Todos os dias, 120 mil pessoas se perdem no mundo inteiro. Deixam suas casas para nunca mais. Dez por cento desse total vira-se para o cônjuge e diz: Vou até a padaria. Percorre o trajeto de ida, mas não o de volta. Trinta e sete por cento recorre a expediente semelhante: Preciso comprar cigarro. E adeus. Fumam carteiras de Carlton ou Marlboro bem longe da rua onde costumavam – ou não – levar os filhos para brincar.

Treze por cento abandona os seus lares na sexta-feira. Na segunda, ainda não regressaram. Motivo: como os garotos de Caverna do Dragão, esqueceram o caminho de casa. Go home? Só em outra encarnação. Não há portais ou mestres anões capazes de indicar o palmilhado a ser percorrido da boêmia até o quarto – ao lado dos dragões e cavaleiros medievais, os anões também se perderam.
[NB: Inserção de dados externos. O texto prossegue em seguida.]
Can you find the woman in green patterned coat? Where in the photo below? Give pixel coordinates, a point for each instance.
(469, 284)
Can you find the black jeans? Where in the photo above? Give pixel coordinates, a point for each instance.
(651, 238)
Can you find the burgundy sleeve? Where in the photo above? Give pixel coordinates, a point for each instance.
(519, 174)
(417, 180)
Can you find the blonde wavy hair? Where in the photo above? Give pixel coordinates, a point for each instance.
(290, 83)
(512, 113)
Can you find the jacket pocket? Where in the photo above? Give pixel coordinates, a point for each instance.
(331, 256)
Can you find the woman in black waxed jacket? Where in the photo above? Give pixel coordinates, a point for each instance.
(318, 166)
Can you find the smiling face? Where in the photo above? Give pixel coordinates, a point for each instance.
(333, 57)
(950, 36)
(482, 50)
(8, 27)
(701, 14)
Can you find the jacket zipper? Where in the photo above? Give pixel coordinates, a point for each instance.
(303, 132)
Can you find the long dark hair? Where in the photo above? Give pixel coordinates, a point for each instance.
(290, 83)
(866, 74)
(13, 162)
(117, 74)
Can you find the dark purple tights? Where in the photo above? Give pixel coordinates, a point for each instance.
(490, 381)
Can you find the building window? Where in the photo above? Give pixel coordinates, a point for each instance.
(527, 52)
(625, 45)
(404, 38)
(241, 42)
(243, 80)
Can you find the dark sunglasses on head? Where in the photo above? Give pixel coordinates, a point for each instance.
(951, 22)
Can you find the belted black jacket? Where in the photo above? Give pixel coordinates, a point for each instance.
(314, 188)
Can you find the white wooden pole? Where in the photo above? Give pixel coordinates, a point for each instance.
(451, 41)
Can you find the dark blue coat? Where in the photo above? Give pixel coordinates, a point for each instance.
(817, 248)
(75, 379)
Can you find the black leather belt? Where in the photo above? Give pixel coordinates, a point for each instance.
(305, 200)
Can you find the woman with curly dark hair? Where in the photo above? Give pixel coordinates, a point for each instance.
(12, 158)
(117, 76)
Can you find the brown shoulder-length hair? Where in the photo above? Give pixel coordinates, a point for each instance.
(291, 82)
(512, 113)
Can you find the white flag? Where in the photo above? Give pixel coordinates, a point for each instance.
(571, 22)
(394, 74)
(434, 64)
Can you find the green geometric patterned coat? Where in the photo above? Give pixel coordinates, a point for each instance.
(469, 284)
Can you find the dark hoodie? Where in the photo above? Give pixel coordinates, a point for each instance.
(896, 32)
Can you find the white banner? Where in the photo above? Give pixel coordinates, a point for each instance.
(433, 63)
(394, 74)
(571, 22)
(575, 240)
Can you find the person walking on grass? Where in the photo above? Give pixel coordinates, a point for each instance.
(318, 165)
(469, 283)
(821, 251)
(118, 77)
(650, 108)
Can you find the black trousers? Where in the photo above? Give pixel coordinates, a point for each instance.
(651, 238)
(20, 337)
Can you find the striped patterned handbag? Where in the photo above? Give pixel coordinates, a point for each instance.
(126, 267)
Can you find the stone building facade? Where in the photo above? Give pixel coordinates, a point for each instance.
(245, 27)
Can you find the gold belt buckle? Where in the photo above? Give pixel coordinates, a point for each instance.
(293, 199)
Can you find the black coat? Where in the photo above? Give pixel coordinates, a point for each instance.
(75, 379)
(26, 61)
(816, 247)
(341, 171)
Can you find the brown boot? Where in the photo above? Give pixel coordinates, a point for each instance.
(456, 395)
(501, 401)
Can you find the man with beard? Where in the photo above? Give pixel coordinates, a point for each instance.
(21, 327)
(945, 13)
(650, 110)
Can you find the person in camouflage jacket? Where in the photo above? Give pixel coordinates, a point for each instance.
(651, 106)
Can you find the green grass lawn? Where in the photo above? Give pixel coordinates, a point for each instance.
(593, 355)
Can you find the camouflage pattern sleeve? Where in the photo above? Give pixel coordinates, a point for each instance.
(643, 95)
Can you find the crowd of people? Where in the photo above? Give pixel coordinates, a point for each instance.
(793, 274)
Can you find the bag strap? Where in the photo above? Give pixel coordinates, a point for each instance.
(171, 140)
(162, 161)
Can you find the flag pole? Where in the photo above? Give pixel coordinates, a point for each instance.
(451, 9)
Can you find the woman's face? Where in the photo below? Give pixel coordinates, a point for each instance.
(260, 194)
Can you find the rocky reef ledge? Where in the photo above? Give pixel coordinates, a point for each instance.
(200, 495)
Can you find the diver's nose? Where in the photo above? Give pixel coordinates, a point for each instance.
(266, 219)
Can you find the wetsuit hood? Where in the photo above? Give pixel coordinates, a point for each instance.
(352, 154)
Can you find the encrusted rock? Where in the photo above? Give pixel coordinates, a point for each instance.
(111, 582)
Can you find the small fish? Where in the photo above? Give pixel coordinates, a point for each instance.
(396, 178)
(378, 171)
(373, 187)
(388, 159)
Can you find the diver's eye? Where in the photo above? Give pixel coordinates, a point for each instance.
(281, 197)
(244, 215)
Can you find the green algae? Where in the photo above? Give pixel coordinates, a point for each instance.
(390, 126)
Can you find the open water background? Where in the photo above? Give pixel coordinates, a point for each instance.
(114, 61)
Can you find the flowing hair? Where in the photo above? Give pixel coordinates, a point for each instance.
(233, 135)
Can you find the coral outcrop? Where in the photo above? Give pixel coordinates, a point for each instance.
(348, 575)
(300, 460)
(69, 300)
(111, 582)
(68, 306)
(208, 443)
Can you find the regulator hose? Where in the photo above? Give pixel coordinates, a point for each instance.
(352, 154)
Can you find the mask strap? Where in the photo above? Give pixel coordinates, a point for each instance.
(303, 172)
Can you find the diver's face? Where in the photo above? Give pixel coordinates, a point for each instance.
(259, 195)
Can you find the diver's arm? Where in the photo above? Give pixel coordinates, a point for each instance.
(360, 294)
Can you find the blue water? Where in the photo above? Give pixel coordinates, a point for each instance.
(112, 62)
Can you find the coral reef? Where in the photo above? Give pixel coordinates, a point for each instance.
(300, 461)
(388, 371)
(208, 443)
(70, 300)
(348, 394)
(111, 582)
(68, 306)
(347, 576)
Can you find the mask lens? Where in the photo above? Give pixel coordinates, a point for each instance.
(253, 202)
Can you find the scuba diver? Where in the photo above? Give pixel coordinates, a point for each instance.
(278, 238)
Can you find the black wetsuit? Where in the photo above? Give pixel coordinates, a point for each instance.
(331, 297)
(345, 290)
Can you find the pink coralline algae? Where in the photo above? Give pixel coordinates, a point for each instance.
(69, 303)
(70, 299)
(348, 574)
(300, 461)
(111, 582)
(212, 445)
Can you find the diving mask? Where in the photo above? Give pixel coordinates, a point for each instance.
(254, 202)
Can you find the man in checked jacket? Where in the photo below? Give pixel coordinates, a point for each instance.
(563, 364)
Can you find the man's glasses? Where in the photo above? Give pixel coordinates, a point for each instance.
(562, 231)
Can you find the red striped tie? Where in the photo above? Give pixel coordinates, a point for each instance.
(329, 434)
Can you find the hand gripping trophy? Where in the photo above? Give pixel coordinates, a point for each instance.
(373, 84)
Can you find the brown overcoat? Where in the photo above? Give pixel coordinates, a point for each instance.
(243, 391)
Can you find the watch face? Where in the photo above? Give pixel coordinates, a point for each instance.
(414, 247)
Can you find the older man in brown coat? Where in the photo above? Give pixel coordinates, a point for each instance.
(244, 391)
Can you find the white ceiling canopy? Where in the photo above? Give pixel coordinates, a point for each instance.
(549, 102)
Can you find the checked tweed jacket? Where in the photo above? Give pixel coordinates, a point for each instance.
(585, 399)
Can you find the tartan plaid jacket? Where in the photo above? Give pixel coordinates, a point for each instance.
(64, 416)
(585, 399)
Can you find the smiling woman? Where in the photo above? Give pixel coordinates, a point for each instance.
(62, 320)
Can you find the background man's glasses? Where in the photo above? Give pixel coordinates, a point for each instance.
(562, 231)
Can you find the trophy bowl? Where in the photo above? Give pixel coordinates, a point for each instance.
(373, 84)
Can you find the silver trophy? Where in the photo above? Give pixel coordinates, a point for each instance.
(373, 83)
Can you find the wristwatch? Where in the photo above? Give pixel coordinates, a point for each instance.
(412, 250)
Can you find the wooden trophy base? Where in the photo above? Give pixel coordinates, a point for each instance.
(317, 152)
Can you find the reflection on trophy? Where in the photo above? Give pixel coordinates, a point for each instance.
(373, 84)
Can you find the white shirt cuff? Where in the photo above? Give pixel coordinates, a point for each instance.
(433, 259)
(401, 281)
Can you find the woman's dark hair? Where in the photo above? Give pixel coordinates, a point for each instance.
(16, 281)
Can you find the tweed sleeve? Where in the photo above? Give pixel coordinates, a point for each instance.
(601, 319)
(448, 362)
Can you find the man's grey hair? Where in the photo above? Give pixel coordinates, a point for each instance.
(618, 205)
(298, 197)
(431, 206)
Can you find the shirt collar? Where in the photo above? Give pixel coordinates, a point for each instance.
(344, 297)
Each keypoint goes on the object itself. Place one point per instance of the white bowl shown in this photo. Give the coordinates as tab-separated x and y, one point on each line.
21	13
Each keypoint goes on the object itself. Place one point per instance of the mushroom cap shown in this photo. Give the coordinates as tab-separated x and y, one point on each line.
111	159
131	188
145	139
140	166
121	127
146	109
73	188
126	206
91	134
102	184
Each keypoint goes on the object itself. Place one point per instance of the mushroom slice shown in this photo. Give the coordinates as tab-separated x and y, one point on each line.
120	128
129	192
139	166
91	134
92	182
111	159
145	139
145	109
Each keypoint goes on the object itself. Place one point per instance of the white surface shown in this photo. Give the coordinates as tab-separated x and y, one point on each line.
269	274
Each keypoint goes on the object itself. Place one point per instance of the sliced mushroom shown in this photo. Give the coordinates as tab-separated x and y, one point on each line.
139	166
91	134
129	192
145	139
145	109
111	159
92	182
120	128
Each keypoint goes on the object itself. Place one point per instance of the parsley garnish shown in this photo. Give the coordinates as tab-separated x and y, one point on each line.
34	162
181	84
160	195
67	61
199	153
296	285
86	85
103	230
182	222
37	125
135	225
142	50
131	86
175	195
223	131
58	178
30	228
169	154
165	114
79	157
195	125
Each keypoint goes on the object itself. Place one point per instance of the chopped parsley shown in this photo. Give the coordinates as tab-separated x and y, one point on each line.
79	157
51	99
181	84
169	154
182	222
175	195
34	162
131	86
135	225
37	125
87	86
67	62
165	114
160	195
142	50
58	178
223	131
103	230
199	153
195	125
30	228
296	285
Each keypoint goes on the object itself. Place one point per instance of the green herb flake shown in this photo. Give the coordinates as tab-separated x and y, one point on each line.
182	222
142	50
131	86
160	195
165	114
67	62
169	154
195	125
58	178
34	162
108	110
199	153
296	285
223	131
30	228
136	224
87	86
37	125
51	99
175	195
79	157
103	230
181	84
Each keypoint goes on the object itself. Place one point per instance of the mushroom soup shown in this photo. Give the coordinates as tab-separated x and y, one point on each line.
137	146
Apenas 5% desse contingente realmente sofre algum tipo de violência. São capturados na porta do condomínio, caem nas mãos de vingadores, justiceiros e, na semana seguinte, têm os seus dedos ou fatias da orelha enviados pelo Correio para os seus familiares. O que, de longe, é algo assustador. Dos 35% restantes, 30 escolhem viajar sem comunicar previamente a família. Escapam da casa na calada da noite. Vestem toucas ninja, calçam sapatos de pano, penduram o cantil no cós da calça. E se danam no mundo. Três meses depois, são vistos na capital da Bulgária em meio a um protesto de jovens ambientalistas.

O que fica – cinco por cento – de fato se perde. Não consegue voltar à própria casa. Tentam, mas já estão muito longe. Pedir informações requer habilidade. E isso lhes falta. Preferem sentar-se num banco de praça de alguma cidadezinha de Minas Gerais e esperar que o tempo melhore.

Mas o tempo não melhora nunca.

SE TIVESSE DE ME PERDER, ESCOLHERIA O SRI LANKA.